On estime entre 53 et 100 millions le nombre de travailleuses domestiques dans le monde, dont plus de 25 000 au Québec et plus de 150 000 au Canada. Elles exercent de multiples fonctions pour soutenir les familles (soins aux parents, à des personnes âgées ou en perte d’autonomie, garde d’enfants), elles s’occupent des tâches domestiques, etc. Ce sont souvent des migrantes qui résident généralement chez leur employeur et ne reçoivent souvent pas le salaire minimum pour les longues heures travaillées. Leur employeur bafoue fréquemment plusieurs lois en les soumettant à des conditions inacceptables : aucune intimité, conditions insalubres, mauvaise alimentation, heures supplémentaires obligatoires, soumission à l’employeur, etc.

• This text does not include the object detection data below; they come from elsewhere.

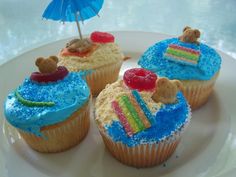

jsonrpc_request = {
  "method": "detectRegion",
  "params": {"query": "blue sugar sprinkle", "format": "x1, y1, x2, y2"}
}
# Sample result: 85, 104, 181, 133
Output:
105, 92, 189, 147
4, 73, 90, 136
138, 38, 221, 80
132, 90, 155, 124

« Le gouvernement doit entre autres s’engager à tenir compte de la problématique des aides familiales migrantes en permettant notamment l’accès à la résidence permanente au Québec et à des permis de travail assignés à la fonction et non aux employeurs », explique la vice-présidente de la FTQ, Joëlle Ravary. Celle-ci rappelle d’ailleurs que l’application de la convention no 189 a des effets directs sur la vie de ces travailleuses : hausse de leur salaire, plus de congés, heures de travail améliorées, meilleure protection sociale, etc.
Un rapport accablant
L’Union des employés et employées de service, section locale 800 (UES-800), le service de la condition féminine de la FTQ et l’Association des aides familiales du Québec, avec le Service aux collectivités de l’UQAM, ont récemment rendu public un rapport de recherche, intitulé Reconnaître le véritable statut de travailleuse aux aides familiales (travailleuses domestiques) : état des droits et mobilisation, mené principalement par la chercheuse Stéphanie Bernstein de l’UQAM qui dresse un portrait des droits liés au travail et de l’état de la situation de travail des aides familiales au Canada.
Constatant l’expansion importante de ce travail effectué dans des conditions difficiles par des femmes, dont un nombre important provient de l’immigration, le rapport met en évidence l’intérêt de la société et des gouvernements de donner de bonnes conditions à ces travailleuses. Les chercheuses mettent en relief le contexte actuel social et politique qui favorise de plus en plus le développement des services de soutien et de soins à domicile, ainsi que la mise en œuvre de politiques visant à favoriser l’autonomie des personnes.
« Les aides familiales jouent un rôle important puisqu’en fournissant des soins à domicile, elles contribuent à retarder le moment où les personnes en perte d’autonomie doivent être prises en charge par l’État. Tout cela requiert des travailleuses d’expérience qui ont les compétences nécessaires pour faire ce travail. Il s’agit d’un enjeu qui se pose avec de plus en plus d’urgence dans notre société vieillissante », déplore la vice-présidente de la FTQ, Joëlle Ravary.
Québec doit aussi emboîter le pas
La FTQ interpelle également le gouvernement du Québec pour qu’il révise les législations du travail pour les rendre conformes à la convention no 189.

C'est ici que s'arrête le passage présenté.